Ярик долго и тяжело молчал. Потом взял рисунок, скомкал и бросил на пол. Подскочил Чичиков и стал гонять комок по паркету. У Галины Алексеевны отлегло от сердца. Правда, художник, жалкий и понурый, уже не вызывал в ней ни того, ни даже меньшего желания и в этом смысле неожиданно уподобился Тер-Ованесову. Захотелось одеться.

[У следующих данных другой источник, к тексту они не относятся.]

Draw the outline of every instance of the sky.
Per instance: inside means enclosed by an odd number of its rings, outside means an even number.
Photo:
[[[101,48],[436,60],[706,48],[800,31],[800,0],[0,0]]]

Когда Галина Алексеевна осталась наедине с нетронутым накрытым столом, с теперь уже нелепыми икрой, хрусталем и свечами, она отобрала у Чичикова смятую, покусанную, заслюнявленную картинку, расправила ее, положила в правый ящик туалета, под наборы косметики, села и заплакала.
И чего бы этим проклятым танкам не подождать хоть пару дней?! С-сволоч-чи!
4
После вышеописанного случая Ярик, правда, совсем не исчез с горизонта Галины Алексеевны, однако, стал появляться на нем достаточно редко и все больше по делу: с просьбами о распределении, о работе, о госзаказе, — и никогда даже не намекал на прошлую любовь, на интим, но вел себя сугубо по-приятельски, не больше, и даже с некоторой долею почтения. Галина Алексеевна просто вынуждена была принимать его тон: не напрашиваться же в любовницы, не вешаться на шею мальчишке! — однако каждая новая встреча, между которыми проходило иной раз и по году, и по полтора, волновала все женское ее нутро, и желание от раза к разу не гасло, а почему-то только росло и разгоралось.
Разумеется, Галина Алексеевна всегда старалась выполнить яриковы просьбы, часто и без просьб подкидывала ему то выгодную халтуру, то интересную поездку, — но все старания ее шли юному Модильяни совершенно не впрок: он вечно конфликтовал с заказчиками (однажды — неслыханная наглость! — даже подал на издательство «Плакат» в суд), ругался, хлопал дверьми, принципиальничал, иногда ухал и в запои, — и вот уже несколько лет, как вообще выпал из достаточно широкого круга, контролируемого Галиною Алексеевною. Она давно дослужилась до генерала и генералом оказалась неожиданно жестким и раздражительным; Ярик, для которого она всегда воплощала саму кротость и женственность, пожалуй, не поверил бы глазам своим и ушам, случись ему поприсутствовать при одном из приступов мутного ее гнева, то и дело обрушивающегося на головы многих коллег художника, провинциальных и столичных, даже, говорят, на голову самого Ильи Глазунова.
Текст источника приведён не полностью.